やっと来たジンさんを見て私は残り少ない魔力を使って飛脚術でジンさんの元に行こうと空を駆け降りて、


「そこで止まれ」

「!」


あと2歩で地面に足が着くところでジンさんから待ったが掛かった。

ジンさんはそのまま何かを考えた後、おもむろに口を開いた。


「リーンは今後も飛脚術を使っていくつもりなんだよな?」

「え、はい」


やっぱりいち早く困っている人の元に向かうには空を飛んでいくのが一番だし、翼の無い私が空を行く手段は限られている。

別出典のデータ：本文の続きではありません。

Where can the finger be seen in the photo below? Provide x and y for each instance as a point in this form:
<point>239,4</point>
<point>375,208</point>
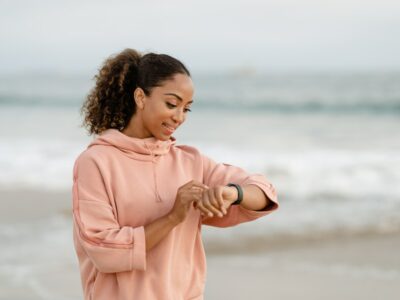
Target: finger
<point>203,210</point>
<point>195,183</point>
<point>212,203</point>
<point>218,196</point>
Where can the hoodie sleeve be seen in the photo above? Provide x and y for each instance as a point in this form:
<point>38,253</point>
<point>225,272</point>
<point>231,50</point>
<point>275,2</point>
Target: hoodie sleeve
<point>222,174</point>
<point>110,247</point>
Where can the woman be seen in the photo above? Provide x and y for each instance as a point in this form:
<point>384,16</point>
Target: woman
<point>139,200</point>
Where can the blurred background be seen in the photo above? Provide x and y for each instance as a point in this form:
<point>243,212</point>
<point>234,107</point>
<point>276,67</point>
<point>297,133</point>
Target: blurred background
<point>306,92</point>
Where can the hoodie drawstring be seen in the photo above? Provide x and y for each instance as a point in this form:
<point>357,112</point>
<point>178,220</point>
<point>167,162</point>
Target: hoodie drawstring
<point>153,164</point>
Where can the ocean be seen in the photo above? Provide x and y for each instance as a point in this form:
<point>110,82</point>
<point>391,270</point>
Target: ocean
<point>330,143</point>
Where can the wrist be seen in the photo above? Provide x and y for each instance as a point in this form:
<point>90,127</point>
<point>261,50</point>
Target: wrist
<point>238,193</point>
<point>174,219</point>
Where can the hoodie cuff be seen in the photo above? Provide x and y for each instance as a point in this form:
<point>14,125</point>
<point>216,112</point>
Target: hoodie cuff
<point>138,260</point>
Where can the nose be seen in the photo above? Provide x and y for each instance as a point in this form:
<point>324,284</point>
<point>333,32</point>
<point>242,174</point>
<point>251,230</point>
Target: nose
<point>179,116</point>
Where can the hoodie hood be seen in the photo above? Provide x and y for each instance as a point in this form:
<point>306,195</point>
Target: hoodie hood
<point>148,149</point>
<point>136,148</point>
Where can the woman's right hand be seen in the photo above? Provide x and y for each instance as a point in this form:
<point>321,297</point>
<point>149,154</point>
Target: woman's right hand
<point>186,194</point>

いちおうね。飛脚術以外にも空を飛ぶ魔法は無くはない。

魔法で背中に翼を生み出して飛ぶ方法や、風魔法を纏って飛ぶ方法。

他にも念道術と呼ばれる物質を宙に浮かせる魔法で飛ぶことも出来る。

でも雷神公の後を継ぎたいと思っている私としてはあの人が使っていたという飛脚術を使っていきたい。

魔力消費量という意味でも他より優れてるしね。


「よし。では今後は街の中にいる間は常時飛脚術で地上5センチ上空を歩くようにしなさい」

「は、はい。あのでも、魔力が足りないんですけど」

「何とかしろ」


えぇ~。そこは何かアドバイス的なものがあるんじゃないんですか!?

それと今も結構ギリギリなんですけど。


「別に走れと言ってる訳じゃない。

地面を踏みしめて走るのは脚力強化に必要だからそれはそれでやる。

飛行系の魔法は常に魔力切れで墜落する危険が常に付きまとうからな。

今の内から魔力が無くなりかけてもギリギリで踏みとどまる感覚を養っておけ」

「分かりま、あぁ~っ」


そこで遂に私は魔力切れになった。

ガクンと重力に引かれて落ちる私はしかしなぜか足だけその場に固定されて前に倒れるように地面にダイブした。


「うぐっ。痛いです」

「だろうな。今後も今みたいに落ちそうになったら足を固定してやるから安心しろ」

「いや今思いっきり顔面から落ちたんですけど」

「そこは知らん。飛脚術の応用でなけなしの魔力で空を掴むなりして耐えろ」

「空を掴むって」

「その昔、死刑囚が両手両足を縛られた状態で絞首台に登って歯で空を掴んで耐えたって話もある」

「えぇ~」


それはまた壮絶な話だけど。

だって歯で全体重を支えたってことだし、どんな顎してるんだろう。


「まあ兎も角、無駄に時間を食っちまったからな。今日はこの町で一泊するとしよう」

「あはは。はい」


結局あの騎士たちがどうなったかは聞かないことにした。

聞いてもどうにもならない気がするしね。

それはそうと、この町ってもしかして行きにも泊まった町だよね?ということは……


「あの、ジンさん。明日の朝、冒険者ギルドに寄っていきたいんですけど」

「いいぞ。そうやって各地の依頼の状況を確認していくのも冒険者としては大事な事だ」


私達は適当な宿で一泊して翌朝、冒険者ギルドに顔を出していた。

さて、依頼を貼り付けてある掲示板を眺めているのだけど、あれ、ないなぁ。


「何か探しているのか?」

「はい、えっと……」

「依頼の中には掲示板に張り出されていないものもある。

もしお目当てのものが無いなら受付で確認してみるといい」

「分かりました」


ジンさんの指示に従い受付に向かい40代のおばさんに話しかけた。


「あの、盗賊退治の依頼ってありませんか?

先日この町に来た時に西の街道で見かけたのですが」


そう、この町って王都に向かう際中に盗賊が出た町だ。

あれからまだそんなに時間も経っていないしどうなっているのか気になって確認に来たんだ。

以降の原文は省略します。